This CD is a reissue of Freddie Hubbard’s 1969 LP that was recorded at MPS’s home-based studio in the Black Forest during a European tour. It’s an impromptu affair bridging Hubbard’s 60s Blue Note / Atlantic period (bop, hard bop and a foray into free jazz) and his 70s fusion-based recordings for CTI and Columbia. It’s turned out to be one of Hubbard’s hottest hard-bop blowing sessions on record.
The opening track, a wildly uptempo rendition of Without A Song, showcases the band’s energetic, uninhibited playing. With Louis Hayes powerful on drums, Hubbard and Eddie Daniels are on fire. The latter is usually viewed solely as a clarinettist but this is to forget that Daniels held the tenor sax chair in Thad Jones / Mel Lewis’s orchestra for six years. Here he’s on tenor sax throughout the album.
Cole Porter’s Just One of Those Things receives an even more enthusiastic makeover than Without A Song. It’s unleashed at breakneck speed with torrid trumpet soloing from Hubbard and fast piano from Roland Hanna. The pace slows in Blues For Duane, an original composed by Hubbard for his son. It’s played with Harmon mute by the trumpeter and has splendid solos from Daniels, Hanna and Richard Davis on bass. To close, Hubbard’s soulful interpretation of The Things We Did Last Summer has empathetic support from Hanna’s brushed piano strings, plaintive bass and delicate brushwork on drums.
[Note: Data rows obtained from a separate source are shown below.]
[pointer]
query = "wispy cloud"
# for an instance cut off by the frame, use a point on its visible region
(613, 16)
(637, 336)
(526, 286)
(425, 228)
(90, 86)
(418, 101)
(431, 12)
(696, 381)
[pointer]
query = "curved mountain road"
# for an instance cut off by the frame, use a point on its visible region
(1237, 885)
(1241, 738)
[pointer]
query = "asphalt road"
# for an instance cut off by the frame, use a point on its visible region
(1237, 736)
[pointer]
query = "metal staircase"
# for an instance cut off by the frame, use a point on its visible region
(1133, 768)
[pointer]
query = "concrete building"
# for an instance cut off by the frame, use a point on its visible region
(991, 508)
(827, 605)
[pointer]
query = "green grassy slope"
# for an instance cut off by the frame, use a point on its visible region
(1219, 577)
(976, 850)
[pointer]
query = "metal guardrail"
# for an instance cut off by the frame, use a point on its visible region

The whole recording sounds like a live club performance where Hubbard reveals the full extent of his talents and the band dazzles with skilful collaboration and exhilarating solos. Whilst there have been two previous CD reissues of the original LP in 1988 and 2009, this is the best to date. Remastered in high-quality analogue and released in stereo, it has superb sound. The album has new liner notes and a photo of the original tape case.
Without A Song; Just One Of Those Things; Blues For Duane; The Things We Did Last Summer (34.58)
Hubbard (t); Eddie Daniels (ts); Roland Hanna (p); Richard Davis (b); Louis Hayes (d). Villingen, Germany, 9 December 1969.